Il y aurait beaucoup à dire sur les employeurs qui émettent les virements de salaires seulement quand ils ont de la trésorerie… mais c’est un autre sujet.

Pour ne pas être à découvert,…

Ne dépensez pas à tort et à travers

Pour ne pas dépenser plus que ses revenus, il faut résister à la terrible pression exercée par la conjointe et les enfants à chaque fois que l’on décide d’aller au centre commercial.

Toutes les études le prouvent : un homme normal s’en sort très bien tout seul ; dès qu’il a une conjointe, son budget explose (sans que l’on sache si la frénésie de dépenses constatées chez l’immense majorité des femmes est d’origine génétique ou culturelle).

Si vous avez des enfants, ce sera encore bien pire… car vous serez seul contre tous.
Il vous faudra donc refuser fermement d’acquérir une nouvelle console de jeux, un écran plasma ou un téléphone mobile 3G. Vous ne disposez pas des revenus de tout le monde alors, pourquoi vouloir à tout prix vous équiper comme tout le monde ?

Sachez épargner

Ce n’est pourtant pas compliqué : tous les mois, vous mettez 10% de vos revenus de côté afin de vous constituer une épargne de précaution (pour le cas où la voiture ou le réfrigérateur vous abandonnerait à mi-parcours).

C’est un exercice qui n’est probablement pas aisé pour ceux qui disposent d’un revenu qui ne couvre pas la totalité de leurs dépenses contraintes (comme dit l’INSEE pour qualifier le loyer, les échéances des prêts, l’énergie, les transports, les assurances, les abonnements divers,…) mais ce n’est pas une raison pour ne pas essayer.

L’objectif est de se constituer une épargne représentant 3 à 6 mois de salaire. Revenez-nous voir quand vous aurez atteint les 3 mois ; nous renouvellerons l’ordonnance.

Ne souscrivez pas des crédits que vous ne pourrez pas rembourser

Votre véhicule a rendu l’âme et vous souhaitez emprunter 3.000 euros pour le réparer… mais comment allez-vous rembourser ce prêt ? Les banques ne sont pas des associations de bienfaisance ; elles prêtent l’argent des clients honnêtes qui leur ont fait confiance.

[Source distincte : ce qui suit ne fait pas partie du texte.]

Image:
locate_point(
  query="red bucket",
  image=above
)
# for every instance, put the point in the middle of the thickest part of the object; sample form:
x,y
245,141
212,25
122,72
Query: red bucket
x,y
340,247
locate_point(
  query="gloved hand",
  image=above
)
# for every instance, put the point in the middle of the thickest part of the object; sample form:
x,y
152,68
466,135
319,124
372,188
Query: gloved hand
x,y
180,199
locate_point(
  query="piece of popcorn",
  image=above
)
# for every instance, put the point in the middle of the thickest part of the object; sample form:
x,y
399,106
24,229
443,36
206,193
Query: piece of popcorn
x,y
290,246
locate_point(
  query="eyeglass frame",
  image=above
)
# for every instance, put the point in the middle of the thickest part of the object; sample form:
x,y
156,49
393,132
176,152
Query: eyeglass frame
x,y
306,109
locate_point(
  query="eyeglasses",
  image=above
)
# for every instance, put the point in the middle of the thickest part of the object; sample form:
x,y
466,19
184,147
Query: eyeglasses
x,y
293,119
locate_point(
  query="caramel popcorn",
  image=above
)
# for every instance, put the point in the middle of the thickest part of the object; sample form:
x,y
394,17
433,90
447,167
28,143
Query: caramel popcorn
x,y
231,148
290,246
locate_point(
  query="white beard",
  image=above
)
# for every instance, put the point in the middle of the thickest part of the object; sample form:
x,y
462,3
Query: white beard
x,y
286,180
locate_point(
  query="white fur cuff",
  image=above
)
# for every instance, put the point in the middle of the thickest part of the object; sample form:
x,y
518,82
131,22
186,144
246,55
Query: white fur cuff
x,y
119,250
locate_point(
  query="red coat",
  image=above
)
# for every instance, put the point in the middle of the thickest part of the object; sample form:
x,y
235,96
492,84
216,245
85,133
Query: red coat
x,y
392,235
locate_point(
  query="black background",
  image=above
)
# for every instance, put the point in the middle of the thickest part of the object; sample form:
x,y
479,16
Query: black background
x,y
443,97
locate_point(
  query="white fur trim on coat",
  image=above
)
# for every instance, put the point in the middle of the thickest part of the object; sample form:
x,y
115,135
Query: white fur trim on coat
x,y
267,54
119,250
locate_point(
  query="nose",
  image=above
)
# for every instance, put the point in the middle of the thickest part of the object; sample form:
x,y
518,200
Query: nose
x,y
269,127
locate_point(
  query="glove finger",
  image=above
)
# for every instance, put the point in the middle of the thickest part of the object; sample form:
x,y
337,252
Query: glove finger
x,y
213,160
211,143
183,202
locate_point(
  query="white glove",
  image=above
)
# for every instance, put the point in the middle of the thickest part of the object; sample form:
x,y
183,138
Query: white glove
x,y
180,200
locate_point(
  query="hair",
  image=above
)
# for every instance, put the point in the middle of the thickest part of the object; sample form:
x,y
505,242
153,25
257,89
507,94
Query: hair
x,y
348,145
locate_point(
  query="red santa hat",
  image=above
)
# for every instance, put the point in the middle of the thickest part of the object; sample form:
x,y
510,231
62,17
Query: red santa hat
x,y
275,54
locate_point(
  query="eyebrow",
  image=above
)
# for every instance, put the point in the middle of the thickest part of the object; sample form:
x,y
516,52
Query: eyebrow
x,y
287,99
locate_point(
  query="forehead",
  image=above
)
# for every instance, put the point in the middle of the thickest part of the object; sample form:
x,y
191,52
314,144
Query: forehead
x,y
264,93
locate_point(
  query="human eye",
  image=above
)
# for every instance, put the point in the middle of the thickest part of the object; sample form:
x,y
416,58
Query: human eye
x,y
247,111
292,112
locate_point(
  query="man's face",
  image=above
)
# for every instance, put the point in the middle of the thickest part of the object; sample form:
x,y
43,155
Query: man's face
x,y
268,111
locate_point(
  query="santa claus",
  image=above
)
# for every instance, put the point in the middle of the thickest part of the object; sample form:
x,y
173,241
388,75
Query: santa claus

Une solution à laquelle on ne pense pas toujours : la bicyclette ! Certaines communes (surtout des grandes dans lesquelles la circulation est difficile et le degré de pollution de l’air élevé) offrent parfois une petite subvention à tout nouvel acquéreur d’un vélo. Pourquoi ne pas en profiter ?

Il est vrai que, pour aller au supermarché avec le bébé un jour de pluie… ce n’est pas le top en termes de confort et de sécurité. Mais c’est toujours mieux que d’avoir souscrit un prêt qu’on n’arrive pas à rembourser.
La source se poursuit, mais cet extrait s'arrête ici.